Scientists Reveal The First Images of Atoms ‘Swimming’ in Liquid

Le mouvement d’atomes individuels à travers un liquide a été capturé par caméra pour la première fois.

En utilisant un sandwich de matériaux si fins qu’ils sont effectivement bidimensionnels, les scientifiques ont piégé et observé des atomes de platine “nageant” le long d’une surface sous des pressions variables.

Les résultats nous aideront à mieux comprendre comment la présence de liquide modifie le comportement d’un solide avec lequel il est en contact, ce qui, à son tour, a des implications qui pourraient contribuer au développement de nouvelles substances et matériaux.

“Compte tenu de l’importance industrielle et scientifique généralisée d’un tel comportement, il est vraiment surprenant de constater tout ce que nous avons encore à apprendre sur les principes fondamentaux du comportement des atomes sur les surfaces en contact avec des liquides”, a expliqué la scientifique des matériaux Sarah Haigh de l’Université de New York. Manchester au Royaume-Uni. .

“L’une des raisons pour lesquelles les informations manquent est l’absence de techniques capables de produire des données expérimentales pour les interfaces solide-liquide.”

Lorsqu’un solide et un liquide sont en contact, les comportements des deux matériaux changent là où ils se rencontrent. Ces interactions sont importantes pour comprendre un large éventail de processus et d’applications, tels que le transport de matériaux dans notre propre corps ou le mouvement des ions dans les batteries.

Comme le soulignent les chercheurs, il est extrêmement difficile de voir le monde à l’échelle atomique. La microscopie électronique à transmission (TEM), qui utilise un faisceau d’électrons pour générer une image, est l’une des rares techniques disponibles.

Pourtant, obtenir des données fiables sur le comportement des atomes de cette manière a été difficile. Les travaux antérieurs sur les cellules de graphène liquide ont été prometteurs, mais ont donné des résultats incohérents. En outre, TEM nécessite généralement un environnement de vide poussé pour fonctionner. C’est un problème car de nombreux matériaux ne se comportent pas de la même manière dans des conditions de pression différentes.

Heureusement, une forme de TEM a été développée pour fonctionner dans des environnements liquides et gazeux, ce que l’équipe a utilisé pour ses recherches.

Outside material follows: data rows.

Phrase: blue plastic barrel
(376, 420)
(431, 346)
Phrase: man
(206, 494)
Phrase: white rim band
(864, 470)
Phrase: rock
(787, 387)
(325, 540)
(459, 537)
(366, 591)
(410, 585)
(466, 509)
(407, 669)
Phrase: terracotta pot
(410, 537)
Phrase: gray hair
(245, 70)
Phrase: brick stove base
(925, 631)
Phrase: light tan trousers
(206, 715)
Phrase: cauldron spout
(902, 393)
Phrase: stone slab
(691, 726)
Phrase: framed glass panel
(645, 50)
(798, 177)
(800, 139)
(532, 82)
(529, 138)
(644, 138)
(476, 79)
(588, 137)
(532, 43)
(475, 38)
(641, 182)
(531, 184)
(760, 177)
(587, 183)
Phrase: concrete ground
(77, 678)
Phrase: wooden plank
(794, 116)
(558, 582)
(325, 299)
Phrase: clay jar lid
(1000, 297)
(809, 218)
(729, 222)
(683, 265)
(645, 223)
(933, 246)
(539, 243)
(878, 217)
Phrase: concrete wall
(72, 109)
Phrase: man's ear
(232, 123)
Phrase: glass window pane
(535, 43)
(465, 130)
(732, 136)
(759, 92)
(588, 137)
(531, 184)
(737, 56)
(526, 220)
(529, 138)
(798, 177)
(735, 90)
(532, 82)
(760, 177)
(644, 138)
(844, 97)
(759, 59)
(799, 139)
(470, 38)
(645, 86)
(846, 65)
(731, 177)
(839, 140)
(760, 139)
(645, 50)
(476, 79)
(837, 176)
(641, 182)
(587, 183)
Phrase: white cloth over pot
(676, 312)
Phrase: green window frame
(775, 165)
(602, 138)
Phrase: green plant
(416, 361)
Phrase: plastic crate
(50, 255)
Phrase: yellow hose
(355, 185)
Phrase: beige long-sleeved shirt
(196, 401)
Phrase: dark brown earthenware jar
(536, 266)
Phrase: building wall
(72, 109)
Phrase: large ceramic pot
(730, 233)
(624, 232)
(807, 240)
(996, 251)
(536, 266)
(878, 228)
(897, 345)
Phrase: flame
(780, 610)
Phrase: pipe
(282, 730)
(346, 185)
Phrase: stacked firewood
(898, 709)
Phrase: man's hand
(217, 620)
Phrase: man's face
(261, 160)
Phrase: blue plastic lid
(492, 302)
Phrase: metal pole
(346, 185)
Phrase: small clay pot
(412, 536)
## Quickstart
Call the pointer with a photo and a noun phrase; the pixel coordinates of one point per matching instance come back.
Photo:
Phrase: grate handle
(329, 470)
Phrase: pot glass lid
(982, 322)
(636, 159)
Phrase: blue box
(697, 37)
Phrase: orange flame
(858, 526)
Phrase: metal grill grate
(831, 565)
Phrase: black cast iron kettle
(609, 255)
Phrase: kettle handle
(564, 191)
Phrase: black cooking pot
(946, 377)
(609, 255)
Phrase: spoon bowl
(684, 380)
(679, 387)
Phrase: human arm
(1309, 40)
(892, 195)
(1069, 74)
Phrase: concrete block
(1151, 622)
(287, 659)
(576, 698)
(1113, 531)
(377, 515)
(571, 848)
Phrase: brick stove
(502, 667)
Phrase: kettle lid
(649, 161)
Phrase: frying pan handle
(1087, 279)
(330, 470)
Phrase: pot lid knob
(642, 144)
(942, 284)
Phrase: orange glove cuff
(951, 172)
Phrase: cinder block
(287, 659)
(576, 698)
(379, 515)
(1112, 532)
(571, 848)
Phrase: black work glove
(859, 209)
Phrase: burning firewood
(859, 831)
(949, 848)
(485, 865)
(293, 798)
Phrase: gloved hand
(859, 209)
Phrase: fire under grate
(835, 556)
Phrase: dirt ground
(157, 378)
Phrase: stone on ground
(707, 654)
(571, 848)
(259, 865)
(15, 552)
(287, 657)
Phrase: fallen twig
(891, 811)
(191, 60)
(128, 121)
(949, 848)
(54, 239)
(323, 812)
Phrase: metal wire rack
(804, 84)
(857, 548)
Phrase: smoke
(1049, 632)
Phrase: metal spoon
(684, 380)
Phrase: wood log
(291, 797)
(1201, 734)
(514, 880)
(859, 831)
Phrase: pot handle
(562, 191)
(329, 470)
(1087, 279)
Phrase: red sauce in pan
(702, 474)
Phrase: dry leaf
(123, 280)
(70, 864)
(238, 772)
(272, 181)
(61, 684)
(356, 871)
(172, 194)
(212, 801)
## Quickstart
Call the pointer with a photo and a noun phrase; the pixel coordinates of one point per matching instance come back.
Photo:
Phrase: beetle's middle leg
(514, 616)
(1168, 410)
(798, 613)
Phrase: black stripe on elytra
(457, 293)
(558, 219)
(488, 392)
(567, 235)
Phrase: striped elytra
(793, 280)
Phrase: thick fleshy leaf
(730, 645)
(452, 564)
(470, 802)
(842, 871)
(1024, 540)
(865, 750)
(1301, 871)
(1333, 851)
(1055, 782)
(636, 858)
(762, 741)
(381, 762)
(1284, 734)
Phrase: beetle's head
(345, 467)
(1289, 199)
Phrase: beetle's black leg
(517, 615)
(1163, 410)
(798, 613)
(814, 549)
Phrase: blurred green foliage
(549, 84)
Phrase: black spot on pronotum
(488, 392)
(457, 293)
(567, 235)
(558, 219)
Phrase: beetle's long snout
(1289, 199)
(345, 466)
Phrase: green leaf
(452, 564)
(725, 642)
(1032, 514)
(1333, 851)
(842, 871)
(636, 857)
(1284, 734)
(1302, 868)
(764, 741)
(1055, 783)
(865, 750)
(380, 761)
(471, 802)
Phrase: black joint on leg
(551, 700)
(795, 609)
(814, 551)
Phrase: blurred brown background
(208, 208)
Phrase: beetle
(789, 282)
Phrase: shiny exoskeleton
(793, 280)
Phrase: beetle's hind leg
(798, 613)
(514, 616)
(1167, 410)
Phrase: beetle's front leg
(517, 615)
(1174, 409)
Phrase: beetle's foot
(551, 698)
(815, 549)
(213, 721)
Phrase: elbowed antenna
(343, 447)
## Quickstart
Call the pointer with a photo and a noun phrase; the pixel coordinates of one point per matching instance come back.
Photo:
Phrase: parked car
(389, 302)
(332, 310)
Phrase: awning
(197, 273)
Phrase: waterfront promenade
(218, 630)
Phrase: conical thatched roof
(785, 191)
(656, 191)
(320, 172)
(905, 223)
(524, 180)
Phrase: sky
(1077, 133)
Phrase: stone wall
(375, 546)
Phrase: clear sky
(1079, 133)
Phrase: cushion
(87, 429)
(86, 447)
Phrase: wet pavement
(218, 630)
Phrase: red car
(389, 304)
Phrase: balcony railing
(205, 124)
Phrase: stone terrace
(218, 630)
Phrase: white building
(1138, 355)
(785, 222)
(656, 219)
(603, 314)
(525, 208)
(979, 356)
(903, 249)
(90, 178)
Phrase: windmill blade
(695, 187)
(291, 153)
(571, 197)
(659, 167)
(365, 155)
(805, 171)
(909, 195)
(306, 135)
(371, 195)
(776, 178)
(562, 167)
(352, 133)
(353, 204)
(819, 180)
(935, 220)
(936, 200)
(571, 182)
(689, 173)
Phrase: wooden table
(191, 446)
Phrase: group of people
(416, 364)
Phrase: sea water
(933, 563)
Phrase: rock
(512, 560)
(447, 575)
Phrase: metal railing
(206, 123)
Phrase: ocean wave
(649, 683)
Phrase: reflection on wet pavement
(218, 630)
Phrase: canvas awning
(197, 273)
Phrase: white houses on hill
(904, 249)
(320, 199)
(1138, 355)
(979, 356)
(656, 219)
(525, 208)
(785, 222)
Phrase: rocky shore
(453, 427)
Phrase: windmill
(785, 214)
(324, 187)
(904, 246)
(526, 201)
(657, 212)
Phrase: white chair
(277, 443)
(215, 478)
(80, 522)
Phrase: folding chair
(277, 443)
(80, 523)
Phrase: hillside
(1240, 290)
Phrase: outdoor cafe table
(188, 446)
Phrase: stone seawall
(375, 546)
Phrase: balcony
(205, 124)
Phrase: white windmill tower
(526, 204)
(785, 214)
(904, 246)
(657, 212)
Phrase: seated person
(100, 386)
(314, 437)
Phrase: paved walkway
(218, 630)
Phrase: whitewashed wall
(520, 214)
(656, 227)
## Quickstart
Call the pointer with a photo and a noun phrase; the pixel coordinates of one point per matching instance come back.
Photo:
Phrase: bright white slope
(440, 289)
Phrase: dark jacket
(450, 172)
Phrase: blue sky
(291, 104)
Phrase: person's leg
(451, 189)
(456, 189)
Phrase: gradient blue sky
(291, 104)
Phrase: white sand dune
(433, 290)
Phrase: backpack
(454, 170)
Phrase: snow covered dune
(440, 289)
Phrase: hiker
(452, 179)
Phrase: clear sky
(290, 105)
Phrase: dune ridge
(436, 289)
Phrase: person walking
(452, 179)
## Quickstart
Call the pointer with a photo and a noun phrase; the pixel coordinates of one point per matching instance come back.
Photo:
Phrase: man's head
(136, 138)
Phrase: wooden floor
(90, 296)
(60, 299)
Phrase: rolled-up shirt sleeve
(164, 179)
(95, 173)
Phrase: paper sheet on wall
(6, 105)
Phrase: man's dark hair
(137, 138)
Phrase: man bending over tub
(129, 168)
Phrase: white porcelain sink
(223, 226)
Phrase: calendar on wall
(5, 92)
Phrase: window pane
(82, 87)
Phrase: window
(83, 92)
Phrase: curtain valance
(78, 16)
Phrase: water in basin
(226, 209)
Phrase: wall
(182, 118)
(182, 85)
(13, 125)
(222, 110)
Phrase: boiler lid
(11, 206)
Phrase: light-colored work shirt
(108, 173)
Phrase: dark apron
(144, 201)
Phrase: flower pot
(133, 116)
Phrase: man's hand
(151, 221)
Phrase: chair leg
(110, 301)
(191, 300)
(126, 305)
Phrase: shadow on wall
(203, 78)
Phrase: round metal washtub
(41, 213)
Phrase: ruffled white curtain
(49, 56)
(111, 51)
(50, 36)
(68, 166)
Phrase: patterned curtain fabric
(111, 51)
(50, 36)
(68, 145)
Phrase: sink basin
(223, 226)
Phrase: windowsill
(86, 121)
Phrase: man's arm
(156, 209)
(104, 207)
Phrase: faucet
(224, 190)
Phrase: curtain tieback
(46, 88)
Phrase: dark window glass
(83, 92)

L’étape suivante consistait à créer un ensemble spécial de “lames” de microscope pour contenir les atomes. Le graphène est le matériau idéal pour ces expériences, car il est bidimensionnel, solide, inerte et étanche. S’appuyant sur des travaux antérieurs, l’équipe a développé une cellule liquide à double graphène capable de fonctionner avec la technologie TEM existante.

Cette cellule était remplie d’une solution d’eau salée contrôlée avec précision contenant des atomes de platine, que l’équipe a observés se déplaçant sur une surface solide de bisulfure de molybdène.

Les images ont révélé des idées fascinantes. Par exemple, les atomes se déplacent plus rapidement dans le liquide qu’à l’extérieur et choisissent différents endroits sur la surface solide pour se reposer.

De plus, les résultats à l’intérieur et à l’extérieur d’une chambre à vide étaient différents, suggérant que les variations de la pression ambiante peuvent influencer le comportement des atomes. De plus, les résultats d’expériences obtenus dans des chambres à vide ne seront pas nécessairement révélateurs d’un tel comportement dans le monde réel.

“Dans notre travail, nous montrons que des informations trompeuses sont fournies en étudiant le comportement atomique dans le vide plutôt qu’en utilisant nos cellules liquides”, a déclaré l’ingénieur en matériaux Nick Clark de l’Université de Manchester.

« Il s’agit d’une réalisation historique et ce n’est que le début : nous cherchons déjà à utiliser cette technique pour soutenir le développement de matériaux pour un traitement chimique durable, nécessaire pour atteindre les ambitions mondiales de zéro émission nette.

Le matériau étudié par l’équipe est pertinent pour la production d’hydrogène vert, mais leurs techniques et les résultats qu’ils ont obtenus ont des implications beaucoup plus larges, ont déclaré les chercheurs.

L’article a été publié dans La nature.